Modelling animal-human disease transmission

For any given disease, the interplay of susceptible, infectious, and immune hosts determines the way how an infectious disease establishes, spreads, or dies out. This includes the transmission of diseases between animals and humans. Putting this together, we create dynamic One Health approaches to solve problems.

The transmission of many infectious diseases can be expressed as a set of compartments– the number of susceptible individuals S, the infectious I, and the recovered or immune individuals R. This has led to the term ’SIR model’. Such models have been initially developed in 1760 by Daniel Bernoulli in Basel, and later by Kendall and McCormick in 1925. For now, we develop just the basic principles of such a transmission model to introduce how we simulate the transmission of infectious diseases between animals and humans. The arrows directed to a compartment is an increase of the amount and the arrows heading away a decrease in individuals. We apply here a deterministic approach. The compartment of the susceptible S, increases by the birth rate mu.

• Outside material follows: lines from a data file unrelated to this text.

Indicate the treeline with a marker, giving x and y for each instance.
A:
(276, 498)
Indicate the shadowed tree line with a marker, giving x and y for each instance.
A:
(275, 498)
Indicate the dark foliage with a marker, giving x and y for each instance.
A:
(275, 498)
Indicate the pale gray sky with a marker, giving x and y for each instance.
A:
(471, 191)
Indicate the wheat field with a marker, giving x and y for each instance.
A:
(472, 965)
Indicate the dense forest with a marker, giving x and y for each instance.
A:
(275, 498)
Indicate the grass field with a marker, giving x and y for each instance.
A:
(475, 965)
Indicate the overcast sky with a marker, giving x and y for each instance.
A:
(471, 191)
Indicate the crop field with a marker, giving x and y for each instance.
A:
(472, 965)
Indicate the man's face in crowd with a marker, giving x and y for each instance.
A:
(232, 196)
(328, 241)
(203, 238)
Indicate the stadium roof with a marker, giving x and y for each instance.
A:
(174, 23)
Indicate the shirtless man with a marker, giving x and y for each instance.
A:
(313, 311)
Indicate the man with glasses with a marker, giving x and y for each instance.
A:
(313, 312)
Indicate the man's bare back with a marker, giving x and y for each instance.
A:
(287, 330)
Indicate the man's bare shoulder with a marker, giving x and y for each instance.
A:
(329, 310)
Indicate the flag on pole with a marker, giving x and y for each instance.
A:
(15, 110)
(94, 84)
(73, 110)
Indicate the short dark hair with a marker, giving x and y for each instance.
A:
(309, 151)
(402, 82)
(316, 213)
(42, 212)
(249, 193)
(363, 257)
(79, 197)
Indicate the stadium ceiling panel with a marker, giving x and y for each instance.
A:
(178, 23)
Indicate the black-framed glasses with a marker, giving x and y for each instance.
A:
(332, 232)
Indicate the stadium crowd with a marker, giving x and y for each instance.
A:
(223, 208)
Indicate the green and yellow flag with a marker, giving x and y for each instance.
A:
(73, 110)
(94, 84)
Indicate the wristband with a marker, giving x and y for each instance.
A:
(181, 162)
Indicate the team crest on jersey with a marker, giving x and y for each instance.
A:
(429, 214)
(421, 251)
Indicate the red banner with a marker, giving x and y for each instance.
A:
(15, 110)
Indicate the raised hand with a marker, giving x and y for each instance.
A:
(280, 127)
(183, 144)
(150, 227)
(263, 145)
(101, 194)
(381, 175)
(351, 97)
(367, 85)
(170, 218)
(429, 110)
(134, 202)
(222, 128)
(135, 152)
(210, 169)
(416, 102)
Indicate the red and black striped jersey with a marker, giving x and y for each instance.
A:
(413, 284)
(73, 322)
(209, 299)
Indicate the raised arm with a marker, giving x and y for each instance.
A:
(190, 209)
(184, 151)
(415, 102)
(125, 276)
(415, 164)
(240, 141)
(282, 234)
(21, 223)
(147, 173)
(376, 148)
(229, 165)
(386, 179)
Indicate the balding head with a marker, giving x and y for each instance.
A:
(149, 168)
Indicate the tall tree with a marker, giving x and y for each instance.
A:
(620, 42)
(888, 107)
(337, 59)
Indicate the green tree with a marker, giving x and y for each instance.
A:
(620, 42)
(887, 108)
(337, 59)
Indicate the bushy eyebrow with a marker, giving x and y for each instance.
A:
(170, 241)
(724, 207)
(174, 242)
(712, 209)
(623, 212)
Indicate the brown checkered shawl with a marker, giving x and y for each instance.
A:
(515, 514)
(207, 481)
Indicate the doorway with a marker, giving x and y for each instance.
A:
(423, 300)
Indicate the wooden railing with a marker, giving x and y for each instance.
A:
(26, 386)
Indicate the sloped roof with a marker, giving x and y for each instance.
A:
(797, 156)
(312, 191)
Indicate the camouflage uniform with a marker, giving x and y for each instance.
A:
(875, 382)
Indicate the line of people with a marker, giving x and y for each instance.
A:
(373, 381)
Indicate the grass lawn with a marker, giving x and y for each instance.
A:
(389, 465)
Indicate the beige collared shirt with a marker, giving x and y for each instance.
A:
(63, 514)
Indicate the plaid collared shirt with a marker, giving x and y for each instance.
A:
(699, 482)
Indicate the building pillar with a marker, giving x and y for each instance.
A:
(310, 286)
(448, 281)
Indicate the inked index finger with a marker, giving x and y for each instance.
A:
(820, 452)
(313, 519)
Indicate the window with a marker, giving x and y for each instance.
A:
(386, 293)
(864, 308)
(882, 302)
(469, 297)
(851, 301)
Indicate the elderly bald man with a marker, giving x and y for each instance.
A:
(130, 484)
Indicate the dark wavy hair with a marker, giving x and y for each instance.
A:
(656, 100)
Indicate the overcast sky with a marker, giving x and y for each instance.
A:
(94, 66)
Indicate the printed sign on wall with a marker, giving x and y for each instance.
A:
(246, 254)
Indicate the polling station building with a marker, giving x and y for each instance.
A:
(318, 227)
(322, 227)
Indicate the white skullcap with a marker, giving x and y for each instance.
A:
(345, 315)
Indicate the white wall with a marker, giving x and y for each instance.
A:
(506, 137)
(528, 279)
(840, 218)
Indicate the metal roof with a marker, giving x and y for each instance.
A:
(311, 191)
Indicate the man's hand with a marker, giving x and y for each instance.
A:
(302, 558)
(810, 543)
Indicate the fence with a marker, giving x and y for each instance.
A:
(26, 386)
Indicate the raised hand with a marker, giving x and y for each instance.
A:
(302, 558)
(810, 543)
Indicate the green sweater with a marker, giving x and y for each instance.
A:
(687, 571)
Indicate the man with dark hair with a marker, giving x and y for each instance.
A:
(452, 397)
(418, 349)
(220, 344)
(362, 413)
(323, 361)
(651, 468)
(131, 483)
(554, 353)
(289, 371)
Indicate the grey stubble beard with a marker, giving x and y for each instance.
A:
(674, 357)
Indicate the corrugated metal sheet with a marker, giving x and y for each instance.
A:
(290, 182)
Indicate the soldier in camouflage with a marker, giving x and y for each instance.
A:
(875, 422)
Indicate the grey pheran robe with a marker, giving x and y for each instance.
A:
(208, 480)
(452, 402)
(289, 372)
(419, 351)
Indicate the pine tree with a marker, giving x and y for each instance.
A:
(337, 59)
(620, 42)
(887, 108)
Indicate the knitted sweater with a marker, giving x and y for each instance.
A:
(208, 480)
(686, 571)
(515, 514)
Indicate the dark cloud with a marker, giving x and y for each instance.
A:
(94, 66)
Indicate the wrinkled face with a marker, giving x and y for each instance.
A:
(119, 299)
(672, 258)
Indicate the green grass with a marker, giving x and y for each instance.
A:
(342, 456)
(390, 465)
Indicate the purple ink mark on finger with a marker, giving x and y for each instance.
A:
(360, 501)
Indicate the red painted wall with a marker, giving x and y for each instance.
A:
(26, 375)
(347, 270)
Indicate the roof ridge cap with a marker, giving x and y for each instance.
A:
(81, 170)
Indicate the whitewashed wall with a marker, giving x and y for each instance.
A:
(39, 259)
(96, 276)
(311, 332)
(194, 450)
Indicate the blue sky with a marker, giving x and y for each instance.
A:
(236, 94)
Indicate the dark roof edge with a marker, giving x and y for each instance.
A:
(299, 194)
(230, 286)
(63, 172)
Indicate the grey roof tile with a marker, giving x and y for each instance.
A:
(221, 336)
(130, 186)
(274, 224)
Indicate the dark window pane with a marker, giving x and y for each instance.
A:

We consider that offspring from the infected or recovered compartment are susceptible, assuming no maternal transmission happens. The arrows with mu pointing away from the compartment is the mortality rate. It is considered equal in all compartments, as we assume that there are no fatalities due to the disease. For simplicity, we assume that we have a constant population size, which means birth rate equals mortality rate. Susceptible individuals become infected by a contact rate beta. Beta is a product of the probability of transmission and contact. This is proportional to the size of the susceptible population S and the infectious population I. The size of the contact rate depends on the biological characteristics, like the mode of transmission, reproduction, and composition of the agent.

The infectious population I increases by the product beta IS. Infectious animals recover with the rate delta, which is the inverse of the duration of the disease. Further, we assume a short disease duration in relation to the lifespan of the host and that recovered individuals have a permanent immunity to the infection. Now we add the human population below, in a similar way. Typically, humans get infected from contact with animals– for example, for rabies by dog bites or for brucellosis by direct contact with sheep. The infected humans, IH, are now calculated by alpha multiplied by IA multiplied with SH. This is the dynamic animal-human interface, allowing us to quantify the zoonotic potential of a given zoonosis.

To calculate this process, you can formulate each compartment with a differential equation, like this one. But this is a far more complex step. Important is to understand that we deal with nonlinear dynamics. For this, we can calculate the transmission between animals alone and between animals to humans. This shows that if you vaccinate a certain amount of animals you can interrupt the transmission to humans.

By dividing the transmission constant beta of the animals and the transmission constant alpha of animal-human transmission, we can estimate the zoonotic potential of a given disease. For example, for Brucella melitensis one in 15 infectious contacts with animals leads to a human infection. In Brucella abortus, only one in 150 infectious animal contacts lead to a human infection. For dog rabies this is one in 400, and for bovine tuberculosis this is lower than one in 1,000. With such models, we can thus estimate the comparative zoonotic potential in a given context. These equations have no analytical solution, but parameters can be estimated by iterative approximation.

Here you see a simple example of the introduction of one infectious host into a population of susceptible hosts. After an initial epidemic peak, the transmission reaches a steady endemic state. We assume no extra mortality among the diseased, a relatively short course of the infectiousness, and lifelong immunity. Many zoonotic diseases are in a state of endemic stable transmission if they are uncontrolled. This means there is no epidemic wave but ongoing transmission. You can see this in the following example. We did a weekly recording of rabid dogs in N’Djamena, the capital city of Chad, over a duration of six years. The red spikes left are the rabid dogs, and right you see the exposed humans.

The blue lines are the best deterministic fit.